Medicare beneficiaries with high fragmentation (rBBI ≥ 0.85) at baseline (40% of the sample) had a mean of 13 ambulatory visits across 7 practitioners; the most frequent provider of care accounted for only 28% of visits. By contrast, the remaining beneficiaries had a mean of 10 visits across 4 practitioners, with the most frequent provider accounting for 54% of visits.

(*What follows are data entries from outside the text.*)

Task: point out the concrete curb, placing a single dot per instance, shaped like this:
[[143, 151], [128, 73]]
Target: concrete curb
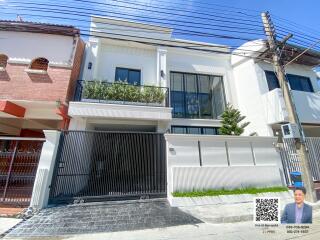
[[229, 209]]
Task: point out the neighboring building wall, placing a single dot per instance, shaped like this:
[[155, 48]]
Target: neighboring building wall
[[263, 107], [22, 48], [76, 69], [51, 86], [25, 46]]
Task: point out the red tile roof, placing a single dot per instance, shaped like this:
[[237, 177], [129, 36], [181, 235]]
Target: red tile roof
[[35, 27]]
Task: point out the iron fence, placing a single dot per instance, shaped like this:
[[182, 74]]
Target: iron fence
[[94, 165], [19, 158], [121, 93]]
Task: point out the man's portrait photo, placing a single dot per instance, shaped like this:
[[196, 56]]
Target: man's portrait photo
[[298, 212]]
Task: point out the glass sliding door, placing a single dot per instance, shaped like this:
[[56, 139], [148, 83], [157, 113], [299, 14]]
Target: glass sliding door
[[205, 96], [219, 99], [196, 96], [177, 95], [191, 93]]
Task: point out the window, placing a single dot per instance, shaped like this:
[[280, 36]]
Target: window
[[130, 76], [194, 130], [300, 83], [39, 64], [196, 95], [272, 80], [3, 61]]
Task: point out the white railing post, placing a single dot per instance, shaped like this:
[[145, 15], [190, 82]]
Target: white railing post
[[40, 193]]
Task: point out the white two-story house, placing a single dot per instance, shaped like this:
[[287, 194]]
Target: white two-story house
[[260, 97], [137, 77]]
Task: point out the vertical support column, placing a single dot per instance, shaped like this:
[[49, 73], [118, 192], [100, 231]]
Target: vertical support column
[[10, 170], [41, 188], [162, 67], [77, 124], [90, 68]]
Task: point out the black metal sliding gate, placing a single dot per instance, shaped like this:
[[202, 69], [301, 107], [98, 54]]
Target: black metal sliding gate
[[95, 166]]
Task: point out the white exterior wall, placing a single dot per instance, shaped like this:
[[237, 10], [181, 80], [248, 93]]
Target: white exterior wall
[[263, 107], [13, 44], [250, 84], [226, 162], [112, 56], [202, 63]]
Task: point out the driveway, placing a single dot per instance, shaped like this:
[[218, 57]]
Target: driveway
[[102, 217]]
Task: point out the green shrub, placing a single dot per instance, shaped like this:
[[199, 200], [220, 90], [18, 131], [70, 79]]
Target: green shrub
[[122, 92]]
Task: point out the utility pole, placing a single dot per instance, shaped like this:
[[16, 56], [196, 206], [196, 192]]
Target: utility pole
[[293, 116]]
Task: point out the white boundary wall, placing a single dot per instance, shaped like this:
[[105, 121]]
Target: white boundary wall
[[197, 162], [41, 187]]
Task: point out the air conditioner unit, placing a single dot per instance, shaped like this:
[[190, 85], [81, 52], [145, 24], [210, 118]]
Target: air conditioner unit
[[290, 130]]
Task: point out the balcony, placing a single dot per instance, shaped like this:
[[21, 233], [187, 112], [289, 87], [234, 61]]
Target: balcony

There were no differences in continuity or fragmentation of care for CPC+ vs comparison beneficiaries.

CONCLUSIONS

We find no evidence that CPC+ increased continuity or decreased fragmentation of care.

摘要

目的

确定大规模初级保健改革——综合初级保健加(CPC+)计划——与 Medicare 按服务收费受益人在 CPC+实施的头 3 年期间门诊护理连续性或碎片化程度之间的关联。

研究设计

我们使用了一种差异中的差异框架,使用与 CPC+实践在基线时相似的实践作为对照组(例如,实践规模、人口统计学、医疗保险支出)。回归控制了聚类、基线患者特征和实践固定效应。我们的研究涵盖了 2016 年 1 月至 2019 年 12 月,包括 1085707 名归因于 2883 个 CPC+实践的受益人和 2274068 名归因于 6912 个对照实践的受益。

方法

我们专注于基线时护理高度碎片化的受益人群,因为他们可能会因 CPC+而发生最大的变化。主要结果指标是按专业类别报告的门诊就诊次数和独特医生人数;常规护理提供者的就诊比例(衡量连续性);以及相反的 Bice-Boxerman 指数(rBBI;衡量碎片化)。

结果

基线时(样本的 40%)高度碎片化(rBBI≥0.85)的 Medicare 受益人群平均有 13 次就诊,涉及 7 名医生;最常就诊的医生仅占就诊的 28%。相比之下,其余受益人群平均有 10 次就诊,涉及 4 名医生,最常就诊的医生占就诊的 54%。CPC+受益人和对照组受益人群的护理连续性或碎片化没有差异。

结论

我们没有发现 CPC+增加了护理的连续性或减少了护理的碎片化。